Outre Salvador Nasralla, journaliste de télévision et novice en politique, Luis Zelaya, 50 ans, du Partido Liberal (PL), l'autre formation de droite du pays, figure aussi dans le trio de tête. Nasralla et Zelaya ont averti qu'ils ne reconnaîtraient pas une réélection du président Hernandez.

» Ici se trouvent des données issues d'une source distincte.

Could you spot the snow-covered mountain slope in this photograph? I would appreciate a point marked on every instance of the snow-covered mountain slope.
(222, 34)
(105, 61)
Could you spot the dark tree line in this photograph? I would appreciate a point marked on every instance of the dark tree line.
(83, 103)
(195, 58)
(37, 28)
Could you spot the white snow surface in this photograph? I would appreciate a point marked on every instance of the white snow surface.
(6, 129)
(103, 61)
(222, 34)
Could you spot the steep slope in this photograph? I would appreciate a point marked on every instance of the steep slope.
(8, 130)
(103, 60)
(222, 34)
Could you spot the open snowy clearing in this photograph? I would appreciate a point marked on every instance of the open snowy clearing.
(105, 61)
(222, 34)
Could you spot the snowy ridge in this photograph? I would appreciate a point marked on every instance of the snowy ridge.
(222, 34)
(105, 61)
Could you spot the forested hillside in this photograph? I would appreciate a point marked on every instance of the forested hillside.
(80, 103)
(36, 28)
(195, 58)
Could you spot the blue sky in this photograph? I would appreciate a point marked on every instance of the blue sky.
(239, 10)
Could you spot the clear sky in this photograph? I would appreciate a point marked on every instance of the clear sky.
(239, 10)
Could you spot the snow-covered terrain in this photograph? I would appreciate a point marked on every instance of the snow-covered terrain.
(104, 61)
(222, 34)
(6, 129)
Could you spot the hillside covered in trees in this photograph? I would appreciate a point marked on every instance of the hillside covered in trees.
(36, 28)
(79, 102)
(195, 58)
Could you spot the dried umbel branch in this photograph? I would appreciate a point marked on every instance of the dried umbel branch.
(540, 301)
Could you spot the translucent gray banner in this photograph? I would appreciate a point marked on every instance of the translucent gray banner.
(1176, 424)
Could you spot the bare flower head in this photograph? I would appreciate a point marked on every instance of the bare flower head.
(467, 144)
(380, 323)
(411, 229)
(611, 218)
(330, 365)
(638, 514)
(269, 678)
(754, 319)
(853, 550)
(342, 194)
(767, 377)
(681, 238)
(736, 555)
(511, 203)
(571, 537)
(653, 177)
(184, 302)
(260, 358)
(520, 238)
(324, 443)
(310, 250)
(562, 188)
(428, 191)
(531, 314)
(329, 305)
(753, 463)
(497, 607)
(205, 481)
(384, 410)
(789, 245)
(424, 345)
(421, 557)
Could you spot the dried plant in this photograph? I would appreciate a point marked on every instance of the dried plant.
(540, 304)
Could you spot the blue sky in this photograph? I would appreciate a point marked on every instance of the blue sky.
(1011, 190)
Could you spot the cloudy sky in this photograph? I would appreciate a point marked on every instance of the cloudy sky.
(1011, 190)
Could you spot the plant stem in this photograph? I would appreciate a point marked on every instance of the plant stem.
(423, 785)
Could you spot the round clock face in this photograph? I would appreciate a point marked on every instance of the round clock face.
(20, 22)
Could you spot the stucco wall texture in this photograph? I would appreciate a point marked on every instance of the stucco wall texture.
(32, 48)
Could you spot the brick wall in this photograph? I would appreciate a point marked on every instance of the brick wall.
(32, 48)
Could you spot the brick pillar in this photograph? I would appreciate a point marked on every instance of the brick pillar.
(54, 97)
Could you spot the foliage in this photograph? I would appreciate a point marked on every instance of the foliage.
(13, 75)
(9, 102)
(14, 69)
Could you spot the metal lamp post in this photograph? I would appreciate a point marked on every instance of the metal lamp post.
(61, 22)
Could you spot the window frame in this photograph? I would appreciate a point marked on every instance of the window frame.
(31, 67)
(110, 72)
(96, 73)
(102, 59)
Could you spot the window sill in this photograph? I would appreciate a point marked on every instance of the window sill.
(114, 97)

Un "processus électoral calme". "Nous avons constaté un processus (électoral) tranquille, l'évaluation que nous faisons jusqu'à présent est positive", a déclaré à des journalistes l'eurodéputée portugaise Marisa Matias, responsable de la mission des observateurs de l'Union européenne (UE). Le Tribunal suprême électoral (TSE), critiqué sur les réseaux sociaux pour son retard dans l'annonce des résultats officiels, assure que ces élections sont "les plus scrutées de l'histoire", avec la présence de 16.000 observateurs, dont 600 venus de l'Union européenne (UE) et d'autres venus notamment de l'Organisation des Etats américains (OEA). 

Dans ce petit pays situé au cœur du "triangle de la mort" de l'Amérique centrale, miné par les gangs et la pauvreté et affichant un des plus forts taux d'homicide au monde, ces tensions risquent de rouvrir les blessures laissées par le coup d'État de 2009. Le président Manuel Zelaya avait alors été chassé du pouvoir par l'armée, soutenue par la droite et par le monde des affaires.

"La démocratie est en danger". L'analyste politique Victor Meza, du Centre de documentation du Honduras, juge qu'"il y a un climat de crispation". "Pour la première fois, ce n'est pas une lutte entre conservateurs et libéraux, mais entre une dictature et la démocratie". "La démocratie est en danger depuis que l'autoritarisme présidentiel a commencé à se renforcer", a-t-il ajouté.